Nilsen: I tried to pick movies from some of his major periods, so -- one from the goofy comedy period which included not only A Bucket of Blood but also Little Shop of Horrors and Creature from the Haunted Sea. There is X: The Man with the X-Ray Eyes, which exists outside of a particular period, but is too oddball and terrific not to screen.

Naturally there is one from the Poe period. I chose Pit and the Pendulum because it's my favorite looking film and I am eager to see the new restoration of it. Finally, I chose Gas-s-s-s, which was his last film for American International pictures and one of the last films he directed because it is never screened and it's an interesting and sometimes very funny disaster.

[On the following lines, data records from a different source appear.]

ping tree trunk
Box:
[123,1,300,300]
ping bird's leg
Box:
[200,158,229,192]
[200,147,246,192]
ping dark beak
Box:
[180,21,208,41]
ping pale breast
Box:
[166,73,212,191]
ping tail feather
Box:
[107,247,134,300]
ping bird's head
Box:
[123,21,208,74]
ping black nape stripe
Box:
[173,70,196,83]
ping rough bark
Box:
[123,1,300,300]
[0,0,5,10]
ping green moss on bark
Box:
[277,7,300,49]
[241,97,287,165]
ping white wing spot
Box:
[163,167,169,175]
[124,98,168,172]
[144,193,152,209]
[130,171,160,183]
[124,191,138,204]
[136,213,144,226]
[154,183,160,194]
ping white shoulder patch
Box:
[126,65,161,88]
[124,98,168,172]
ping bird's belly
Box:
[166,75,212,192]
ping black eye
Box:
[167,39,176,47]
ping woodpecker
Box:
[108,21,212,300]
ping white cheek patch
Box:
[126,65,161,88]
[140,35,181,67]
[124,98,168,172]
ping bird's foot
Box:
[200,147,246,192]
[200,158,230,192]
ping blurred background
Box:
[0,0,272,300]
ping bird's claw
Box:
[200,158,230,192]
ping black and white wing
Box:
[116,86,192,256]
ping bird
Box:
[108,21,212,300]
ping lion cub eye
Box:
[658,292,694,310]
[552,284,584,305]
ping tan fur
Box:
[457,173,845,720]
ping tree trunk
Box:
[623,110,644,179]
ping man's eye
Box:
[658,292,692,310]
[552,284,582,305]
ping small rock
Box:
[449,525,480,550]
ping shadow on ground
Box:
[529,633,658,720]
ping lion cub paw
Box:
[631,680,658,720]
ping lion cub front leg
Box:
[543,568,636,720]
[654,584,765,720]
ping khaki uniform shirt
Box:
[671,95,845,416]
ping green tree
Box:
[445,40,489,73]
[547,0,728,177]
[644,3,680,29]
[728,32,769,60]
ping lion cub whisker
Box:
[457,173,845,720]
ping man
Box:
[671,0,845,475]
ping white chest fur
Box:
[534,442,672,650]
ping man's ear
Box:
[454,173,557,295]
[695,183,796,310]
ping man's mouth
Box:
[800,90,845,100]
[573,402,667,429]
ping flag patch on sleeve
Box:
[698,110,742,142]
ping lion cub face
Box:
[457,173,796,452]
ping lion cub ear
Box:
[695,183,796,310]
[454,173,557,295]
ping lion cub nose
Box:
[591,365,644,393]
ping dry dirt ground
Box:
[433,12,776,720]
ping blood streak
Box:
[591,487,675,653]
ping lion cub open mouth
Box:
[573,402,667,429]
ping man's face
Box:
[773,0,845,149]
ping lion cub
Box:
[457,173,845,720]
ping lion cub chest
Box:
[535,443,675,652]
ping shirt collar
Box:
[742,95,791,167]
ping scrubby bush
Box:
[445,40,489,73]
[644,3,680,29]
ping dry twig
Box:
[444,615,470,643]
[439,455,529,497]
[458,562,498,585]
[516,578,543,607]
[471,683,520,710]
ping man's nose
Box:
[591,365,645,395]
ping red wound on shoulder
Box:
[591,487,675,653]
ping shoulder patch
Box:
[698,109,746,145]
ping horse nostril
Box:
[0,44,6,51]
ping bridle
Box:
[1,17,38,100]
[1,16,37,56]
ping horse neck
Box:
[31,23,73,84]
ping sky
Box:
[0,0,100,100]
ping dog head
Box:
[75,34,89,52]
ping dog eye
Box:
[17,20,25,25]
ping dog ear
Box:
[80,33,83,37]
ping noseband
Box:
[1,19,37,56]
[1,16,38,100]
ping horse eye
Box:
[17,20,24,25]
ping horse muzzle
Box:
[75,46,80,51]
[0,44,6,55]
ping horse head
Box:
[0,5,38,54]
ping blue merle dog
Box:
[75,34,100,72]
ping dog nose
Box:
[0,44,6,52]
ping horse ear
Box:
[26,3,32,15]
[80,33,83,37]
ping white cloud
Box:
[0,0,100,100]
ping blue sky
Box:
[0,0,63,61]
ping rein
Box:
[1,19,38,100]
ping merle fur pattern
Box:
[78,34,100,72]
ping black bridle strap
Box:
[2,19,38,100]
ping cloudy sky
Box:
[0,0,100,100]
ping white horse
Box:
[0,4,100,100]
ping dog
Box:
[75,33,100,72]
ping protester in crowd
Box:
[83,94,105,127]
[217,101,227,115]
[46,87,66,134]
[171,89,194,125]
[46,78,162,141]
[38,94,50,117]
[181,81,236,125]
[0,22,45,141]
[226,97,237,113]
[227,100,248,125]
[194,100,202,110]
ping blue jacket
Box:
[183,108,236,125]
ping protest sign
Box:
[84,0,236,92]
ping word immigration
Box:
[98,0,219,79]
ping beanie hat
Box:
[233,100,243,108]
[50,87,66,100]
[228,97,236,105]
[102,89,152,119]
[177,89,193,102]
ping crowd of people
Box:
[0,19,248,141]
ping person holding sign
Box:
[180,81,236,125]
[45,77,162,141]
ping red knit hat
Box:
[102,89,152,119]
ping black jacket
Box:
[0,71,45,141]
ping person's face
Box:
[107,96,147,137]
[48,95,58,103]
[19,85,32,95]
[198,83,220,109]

Programming four-movie mini-series is kind of my MO. I like to give people a sense of the films and start the ones who are truly interested in them on a personal course of study. In my experience, longer series tend to drop in attendance as they go past four films.

Why do you think Austin moviegoers will enjoy these films?

Nilsen: I think just about anyone who has a sense of film history and can enjoy Corman's subversive intelligence is going to love these. It's a door into a whole other world of inexpensive but high quality cinema. While we Americans may think of Corman as a schlockmeister (a reputation which has helped him commercially) these films are a lot better written and directed than 99 percent of anything coming out of the studios at the time. These are very smart movies, and I feel like I can say that to an AFS audience without turning them off.

Which film in the series is a particular favorite of yours?

Nilsen: I really like all of them, but the one I am most looking forward to seeing on the big screen is Pit and the Pendulum. The sets are beautiful and creepy, the screenplay is by the great Richard Matheson and I really love Vincent Price.

Corman filmed several Poe adaptations -- what do you think is especially notable about Pit and the Pendulum?

I think that, of all the Poe adaptations, Pit and the Pendulum has the best script and looks the best. Many would probably choose Masque of the Red Death instead and that's fair, but that's really a British film and I like the California look, feel and sound of Corman's other Poes. Personal preference.

Was there anything you wanted to program but couldn't make work this time?

Nilsen: I did not play a couple of them because they have been played in Austin more recently -- like The Trip -- which I like so much. If I were doing a 16-film series and I could get prints of them all I would choose:

  • Not of This Earth (the best '50s monster invasion movie)
  • The Undead (the script is in iambic pentameter!)
  • Teenage Doll (really underrated -- Fay Spain stars)
  • Sorority Girl (a great chance for Corman's female regulars to shine)
  • Rock All Night (great Dick Miller performance)
  • Machine Gun Kelly (Bronson)
  • Creature from the Haunted Sea (featuring Robert Towne)
  • The Intruder aka Shame (Shatner vs. racists in the South!)
  • Pit and the Pendulum
  • The Raven
  • X: The Man with the X-Ray Eyes
  • Masque of the Red Death
  • The Wild Angels
  • The Trip
  • Bloody Mama
  • Gas-s-s-s


"Films of Roger Corman" kicks off on Friday night at the Marchesa with That Guy Dick Miller, followed by A Bucket of Blood. Screening dates/times and tickets are available through the Austin Film Society website (or at the door the night of the screening, if any are left).